From the beginning of the financial crisis of 2008 Democrats blamed "deregulation." Without the proper regulatory safeguards greedy Wall Street bankers made risky loans and hid their losses in off-balance sheet shenanigans.
Never mind that the regulators were found to be asleep at the switch.
So their solution is Dodd-Frank, a 2,300 page bill of financial re-regulation that will, according to the Wall Street Journal edit page, require 243 rule makings from ten different government regulators: FDIC, the Fed, the Treasury, etc.
On the same day, libertarian John Stossel complained that we've become a "nation of a million rules."
Not the kind of bottom-up rules that people generate through voluntary associations. Those are fine. I mean imposed, top-down rules formed in the brains of meddling bureaucrats who think they know better than we how to manage our lives.
Yet the US Congress and the Obama administration have faith that all those bureaucrats are going to look up from their rule-makings and come together to stop the financial king pins from folly when the next big boom comes.
The great illusion of our age is the faith in rules. It's natural, of course, because we have demolished the old system, the penumbra of culture that stopped people from violating the rules. In the old days of face-to-face community people had a sense of shame and obligation. They had an invisible dog fence. They didn't need a real fence to control themselves.
The less admirable side of our culture of rules is that is pure politics. Our modern governments use the financial system to give government a cheap source of credit, and to hand out subsidies to favored supporters. Inevitably, this process gets out of control. Fannie-Freddie started out as a way of spreading mortgage risk in the depths of the Great Depression. It ended up as an out-of-control program, cheered on by politicians like Sen. Chris Dodd (D-CT) and Rep. Barney Frank (D-MA), that sprayed trillions of dollars of mortgages at people who couldn't even afford a down payment.
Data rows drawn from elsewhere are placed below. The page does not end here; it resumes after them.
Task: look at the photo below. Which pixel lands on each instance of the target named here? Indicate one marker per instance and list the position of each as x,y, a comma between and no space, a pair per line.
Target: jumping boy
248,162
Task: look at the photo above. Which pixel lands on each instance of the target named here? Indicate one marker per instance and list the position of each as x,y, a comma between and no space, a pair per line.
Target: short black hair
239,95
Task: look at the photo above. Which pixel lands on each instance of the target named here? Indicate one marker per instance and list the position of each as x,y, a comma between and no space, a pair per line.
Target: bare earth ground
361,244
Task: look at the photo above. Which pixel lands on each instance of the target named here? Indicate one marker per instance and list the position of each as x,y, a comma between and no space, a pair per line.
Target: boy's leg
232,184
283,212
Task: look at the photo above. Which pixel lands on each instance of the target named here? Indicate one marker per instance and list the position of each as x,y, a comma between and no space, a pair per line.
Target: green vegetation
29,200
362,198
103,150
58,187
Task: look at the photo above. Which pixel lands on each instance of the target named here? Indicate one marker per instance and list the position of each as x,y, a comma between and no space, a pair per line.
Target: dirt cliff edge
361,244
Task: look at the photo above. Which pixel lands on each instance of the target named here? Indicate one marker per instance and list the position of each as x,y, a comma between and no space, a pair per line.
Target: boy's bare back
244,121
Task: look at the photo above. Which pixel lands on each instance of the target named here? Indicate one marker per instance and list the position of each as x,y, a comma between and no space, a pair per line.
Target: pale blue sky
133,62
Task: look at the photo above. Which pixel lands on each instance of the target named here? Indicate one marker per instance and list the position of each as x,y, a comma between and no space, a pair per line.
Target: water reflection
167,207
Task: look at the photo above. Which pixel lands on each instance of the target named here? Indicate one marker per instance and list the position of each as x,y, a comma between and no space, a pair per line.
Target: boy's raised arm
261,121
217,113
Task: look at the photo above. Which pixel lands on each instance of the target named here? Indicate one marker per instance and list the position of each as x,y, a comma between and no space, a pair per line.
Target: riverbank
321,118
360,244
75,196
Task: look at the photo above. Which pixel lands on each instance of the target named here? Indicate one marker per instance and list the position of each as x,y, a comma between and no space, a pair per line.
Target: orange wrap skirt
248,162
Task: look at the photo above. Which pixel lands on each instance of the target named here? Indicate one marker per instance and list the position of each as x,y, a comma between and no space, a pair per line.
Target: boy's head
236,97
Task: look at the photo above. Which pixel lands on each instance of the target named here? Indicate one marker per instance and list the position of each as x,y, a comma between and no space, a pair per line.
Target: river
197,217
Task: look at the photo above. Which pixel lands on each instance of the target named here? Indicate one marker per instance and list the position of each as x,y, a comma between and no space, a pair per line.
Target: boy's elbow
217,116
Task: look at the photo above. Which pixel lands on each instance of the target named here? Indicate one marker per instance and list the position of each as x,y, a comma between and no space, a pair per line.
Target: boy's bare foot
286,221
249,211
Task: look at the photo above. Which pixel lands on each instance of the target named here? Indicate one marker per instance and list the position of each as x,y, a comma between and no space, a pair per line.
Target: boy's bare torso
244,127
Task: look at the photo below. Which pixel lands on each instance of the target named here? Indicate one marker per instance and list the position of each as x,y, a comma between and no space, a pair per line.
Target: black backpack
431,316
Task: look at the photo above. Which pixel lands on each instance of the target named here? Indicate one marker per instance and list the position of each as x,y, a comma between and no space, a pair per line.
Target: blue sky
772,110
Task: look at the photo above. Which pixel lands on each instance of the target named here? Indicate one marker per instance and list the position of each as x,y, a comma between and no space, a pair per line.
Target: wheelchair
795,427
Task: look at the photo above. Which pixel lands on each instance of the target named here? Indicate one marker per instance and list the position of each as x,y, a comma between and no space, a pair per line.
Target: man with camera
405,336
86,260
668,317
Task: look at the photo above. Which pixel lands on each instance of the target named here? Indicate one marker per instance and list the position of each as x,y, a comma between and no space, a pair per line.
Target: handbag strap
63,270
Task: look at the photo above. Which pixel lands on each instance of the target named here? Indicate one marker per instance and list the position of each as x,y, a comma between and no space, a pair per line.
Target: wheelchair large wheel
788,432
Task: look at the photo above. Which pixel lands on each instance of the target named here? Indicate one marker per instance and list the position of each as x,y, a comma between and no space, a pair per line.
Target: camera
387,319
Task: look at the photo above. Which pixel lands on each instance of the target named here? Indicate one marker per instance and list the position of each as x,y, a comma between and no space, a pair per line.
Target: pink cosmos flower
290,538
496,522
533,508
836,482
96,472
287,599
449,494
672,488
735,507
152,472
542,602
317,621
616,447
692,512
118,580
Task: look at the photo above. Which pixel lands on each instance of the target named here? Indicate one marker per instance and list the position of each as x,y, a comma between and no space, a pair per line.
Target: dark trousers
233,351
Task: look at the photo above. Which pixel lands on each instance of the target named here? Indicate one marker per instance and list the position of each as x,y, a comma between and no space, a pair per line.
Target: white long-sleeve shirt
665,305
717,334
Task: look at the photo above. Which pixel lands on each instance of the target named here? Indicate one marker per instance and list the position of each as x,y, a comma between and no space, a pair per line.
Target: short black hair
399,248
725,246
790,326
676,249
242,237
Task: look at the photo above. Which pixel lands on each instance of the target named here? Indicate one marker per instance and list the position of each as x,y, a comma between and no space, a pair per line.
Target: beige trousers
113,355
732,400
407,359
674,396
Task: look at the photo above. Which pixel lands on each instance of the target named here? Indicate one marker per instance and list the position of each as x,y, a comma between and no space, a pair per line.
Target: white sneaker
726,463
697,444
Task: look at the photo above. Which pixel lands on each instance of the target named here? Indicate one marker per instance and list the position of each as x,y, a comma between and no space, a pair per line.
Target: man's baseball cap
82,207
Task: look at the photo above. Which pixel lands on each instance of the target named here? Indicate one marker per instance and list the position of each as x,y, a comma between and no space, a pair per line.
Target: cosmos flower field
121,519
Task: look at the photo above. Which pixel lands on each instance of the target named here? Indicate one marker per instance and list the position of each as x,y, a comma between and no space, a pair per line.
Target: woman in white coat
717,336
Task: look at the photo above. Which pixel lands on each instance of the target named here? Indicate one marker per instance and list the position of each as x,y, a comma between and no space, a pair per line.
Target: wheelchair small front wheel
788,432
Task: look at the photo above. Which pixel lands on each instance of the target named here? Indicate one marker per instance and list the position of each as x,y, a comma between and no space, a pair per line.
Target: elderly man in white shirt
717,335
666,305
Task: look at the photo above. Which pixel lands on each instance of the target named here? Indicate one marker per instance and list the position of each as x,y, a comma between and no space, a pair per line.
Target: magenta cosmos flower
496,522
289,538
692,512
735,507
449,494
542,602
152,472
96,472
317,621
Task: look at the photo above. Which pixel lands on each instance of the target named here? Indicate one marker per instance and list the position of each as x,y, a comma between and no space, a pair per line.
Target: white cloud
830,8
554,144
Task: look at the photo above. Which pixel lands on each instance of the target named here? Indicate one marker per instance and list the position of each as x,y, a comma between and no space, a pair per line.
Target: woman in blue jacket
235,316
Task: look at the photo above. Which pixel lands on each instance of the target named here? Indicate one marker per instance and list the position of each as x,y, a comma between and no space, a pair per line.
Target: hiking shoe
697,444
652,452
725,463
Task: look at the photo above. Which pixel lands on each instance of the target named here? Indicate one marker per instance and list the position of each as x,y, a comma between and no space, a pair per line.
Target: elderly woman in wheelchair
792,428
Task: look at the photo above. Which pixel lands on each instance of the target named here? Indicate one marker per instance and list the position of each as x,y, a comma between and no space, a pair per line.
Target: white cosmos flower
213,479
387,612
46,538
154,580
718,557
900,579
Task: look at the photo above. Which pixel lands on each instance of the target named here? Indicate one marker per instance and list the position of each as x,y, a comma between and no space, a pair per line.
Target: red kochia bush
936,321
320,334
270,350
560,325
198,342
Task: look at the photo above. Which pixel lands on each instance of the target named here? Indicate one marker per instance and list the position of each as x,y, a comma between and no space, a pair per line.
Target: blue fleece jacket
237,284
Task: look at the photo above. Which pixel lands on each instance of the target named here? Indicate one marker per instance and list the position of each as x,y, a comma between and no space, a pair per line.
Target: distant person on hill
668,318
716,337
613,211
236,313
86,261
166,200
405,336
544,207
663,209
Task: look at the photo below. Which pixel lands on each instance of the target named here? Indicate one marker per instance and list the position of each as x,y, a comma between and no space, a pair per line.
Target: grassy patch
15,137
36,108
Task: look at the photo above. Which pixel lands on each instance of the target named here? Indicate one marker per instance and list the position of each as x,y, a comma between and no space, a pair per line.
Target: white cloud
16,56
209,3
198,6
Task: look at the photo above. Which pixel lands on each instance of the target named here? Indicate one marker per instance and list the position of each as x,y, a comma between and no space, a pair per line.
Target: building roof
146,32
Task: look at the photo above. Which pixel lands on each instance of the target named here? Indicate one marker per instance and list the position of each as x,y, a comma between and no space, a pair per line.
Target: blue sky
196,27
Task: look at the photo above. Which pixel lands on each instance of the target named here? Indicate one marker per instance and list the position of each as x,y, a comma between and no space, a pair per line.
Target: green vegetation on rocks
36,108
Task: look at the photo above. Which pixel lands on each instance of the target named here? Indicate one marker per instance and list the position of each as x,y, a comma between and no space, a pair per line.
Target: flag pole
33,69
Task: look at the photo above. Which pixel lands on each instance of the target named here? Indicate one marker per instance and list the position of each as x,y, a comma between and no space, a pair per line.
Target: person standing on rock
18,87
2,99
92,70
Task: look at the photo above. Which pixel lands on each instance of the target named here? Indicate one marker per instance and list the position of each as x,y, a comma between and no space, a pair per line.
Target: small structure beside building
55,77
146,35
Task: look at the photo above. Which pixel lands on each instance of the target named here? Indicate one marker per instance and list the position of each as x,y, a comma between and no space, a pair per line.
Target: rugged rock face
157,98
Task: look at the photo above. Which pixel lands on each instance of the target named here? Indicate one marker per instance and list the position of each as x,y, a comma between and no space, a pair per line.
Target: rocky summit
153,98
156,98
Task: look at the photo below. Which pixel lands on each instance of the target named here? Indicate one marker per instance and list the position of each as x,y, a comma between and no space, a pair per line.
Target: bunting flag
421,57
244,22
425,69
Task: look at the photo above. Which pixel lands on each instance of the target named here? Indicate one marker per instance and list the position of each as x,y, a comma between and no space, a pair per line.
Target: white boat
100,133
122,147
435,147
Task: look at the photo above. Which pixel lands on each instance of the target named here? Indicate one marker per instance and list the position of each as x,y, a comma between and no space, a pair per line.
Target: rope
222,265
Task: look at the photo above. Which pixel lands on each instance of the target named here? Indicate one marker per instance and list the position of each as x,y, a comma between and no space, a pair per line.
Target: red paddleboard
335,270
The great task of conservatives, after the current regime has sunk into failure, will be to revive a workable capitalism. It must be built on trust and character, not bureaucratic rules.
The new economy must have less debt. It must be fail-safe enough not to need elaborate regulatory groins and breakwaters. And it must keep the politicians and the activists at arms length.
That's a tall order. But it is essential. Capitalism is too important to be left to the bureaucrats and the politicians.